Prises en tenaille entre la hausse des prix du pétrole, le retour de l’inflation et l’absence d’accord à court terme au Moyen-Orient, les principales places boursières étaient en recul mardi 12 mai au soir. Les Bourses européennes ont toutes terminé la séance dans le rouge. La place de Francfort a enregistré le plus fort recul (-1,62%), suivie par Milan (-1,36%). Paris a enchaîné sa quatrième baisse consécutive (-0,95%) et Londres s'est tout juste maintenue à l’équilibre (-0,04%) grâce à la bonne tenue des pétrolières Shell et BP.

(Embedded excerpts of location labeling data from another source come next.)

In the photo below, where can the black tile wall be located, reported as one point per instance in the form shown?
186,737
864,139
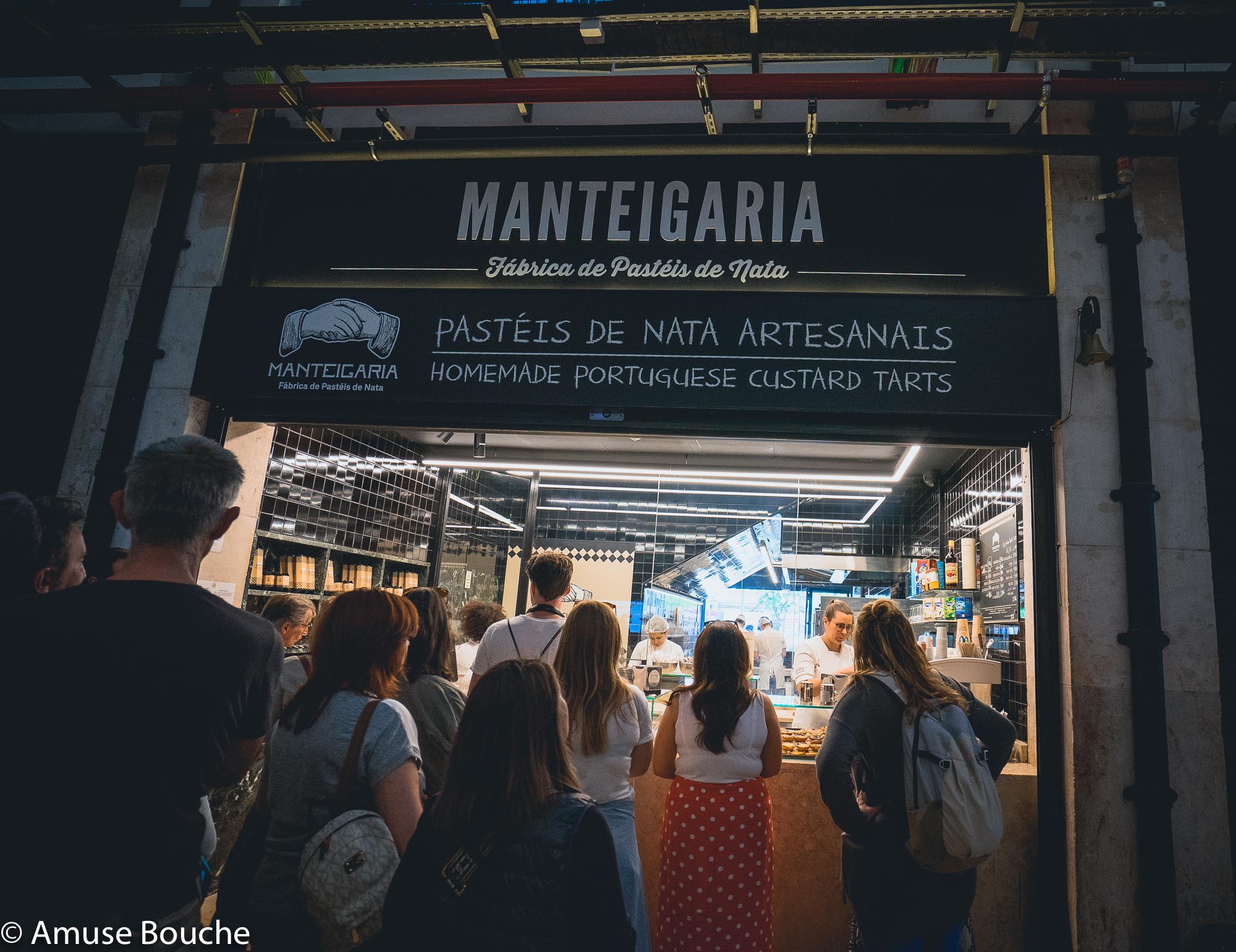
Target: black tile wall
349,487
981,486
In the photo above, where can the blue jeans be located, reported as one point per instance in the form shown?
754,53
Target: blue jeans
949,940
621,817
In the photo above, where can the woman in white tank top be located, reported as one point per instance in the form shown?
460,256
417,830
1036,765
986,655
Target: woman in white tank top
717,739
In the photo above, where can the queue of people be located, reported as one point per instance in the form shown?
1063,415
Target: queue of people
504,820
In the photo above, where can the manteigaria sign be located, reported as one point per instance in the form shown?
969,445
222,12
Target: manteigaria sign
840,285
834,224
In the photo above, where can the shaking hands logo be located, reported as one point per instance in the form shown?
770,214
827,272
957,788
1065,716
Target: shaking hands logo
341,321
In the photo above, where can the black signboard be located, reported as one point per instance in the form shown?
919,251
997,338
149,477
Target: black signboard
934,225
342,350
999,557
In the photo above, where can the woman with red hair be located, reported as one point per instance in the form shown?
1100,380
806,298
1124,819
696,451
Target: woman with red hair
359,649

Même Wall Street, plutôt indifférente jusque-là au conflit États-Unis - Iran, a mis un bémol à ses records. Ses trois indices ont accusé une baisse : Nasdaq (-0,68%), S&P 500 (-0,42%) et Dow Jones (-0,56%). L’annonce d’une inflation au plus haut aux États-Unis depuis trois ans, à +3,8% sur un an en avril, a quelque peu refroidi les investisseurs.

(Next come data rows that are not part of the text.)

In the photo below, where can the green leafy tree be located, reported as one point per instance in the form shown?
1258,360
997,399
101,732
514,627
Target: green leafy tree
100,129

Les analystes financiers sont de moins en moins nombreux à tabler sur un règlement rapide du conflit, et sur un déblocage rapide du détroit d’Ormuz par lequel transite près d’un quart du pétrole mondial. Et de plus en plus nombreux à parier sur un baril de Brent à 120 dollars d’ici quelques semaines en l’absence d’évolution positive de la situation.

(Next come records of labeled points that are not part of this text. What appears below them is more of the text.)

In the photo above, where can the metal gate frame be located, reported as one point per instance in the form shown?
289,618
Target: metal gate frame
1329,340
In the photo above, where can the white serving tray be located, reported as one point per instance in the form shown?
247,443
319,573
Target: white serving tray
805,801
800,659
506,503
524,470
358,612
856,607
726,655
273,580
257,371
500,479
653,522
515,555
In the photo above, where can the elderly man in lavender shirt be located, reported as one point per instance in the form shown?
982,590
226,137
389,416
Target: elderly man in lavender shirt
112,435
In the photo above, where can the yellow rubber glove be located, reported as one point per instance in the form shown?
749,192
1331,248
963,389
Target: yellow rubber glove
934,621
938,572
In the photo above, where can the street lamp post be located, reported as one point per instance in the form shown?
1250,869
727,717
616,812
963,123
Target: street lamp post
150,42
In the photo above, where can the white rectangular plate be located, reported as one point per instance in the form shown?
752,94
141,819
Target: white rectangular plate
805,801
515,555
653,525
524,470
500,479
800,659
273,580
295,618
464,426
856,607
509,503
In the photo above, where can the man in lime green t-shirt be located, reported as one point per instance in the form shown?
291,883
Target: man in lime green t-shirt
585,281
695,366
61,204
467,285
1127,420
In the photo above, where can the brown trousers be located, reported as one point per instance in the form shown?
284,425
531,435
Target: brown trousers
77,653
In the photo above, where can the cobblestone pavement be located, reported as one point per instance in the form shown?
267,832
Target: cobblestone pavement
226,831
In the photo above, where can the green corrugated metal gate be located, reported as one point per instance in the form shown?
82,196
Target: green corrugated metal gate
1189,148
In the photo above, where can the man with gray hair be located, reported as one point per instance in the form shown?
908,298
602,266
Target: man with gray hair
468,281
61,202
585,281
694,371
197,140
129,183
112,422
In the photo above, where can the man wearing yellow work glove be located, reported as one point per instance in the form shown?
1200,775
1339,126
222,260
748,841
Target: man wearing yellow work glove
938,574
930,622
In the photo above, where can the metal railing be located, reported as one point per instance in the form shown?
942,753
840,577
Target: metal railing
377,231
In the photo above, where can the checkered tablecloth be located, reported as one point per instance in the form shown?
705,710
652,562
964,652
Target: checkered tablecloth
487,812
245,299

Certains veulent cependant garder espoir et invitent les investisseurs à garder leur sang-froid. Leur mantra : la pression politique devient forte pour l'administration américaine avec un gallon d’essence à 4 dollars. Les élections de mi-mandat qui se profilent en fin d’année devraient donc pousser Donald Trump à privilégier une désescalade et un accord rapide avec l’Iran. La réalité du moment semble toutefois contredire les arguments de ces optimistes.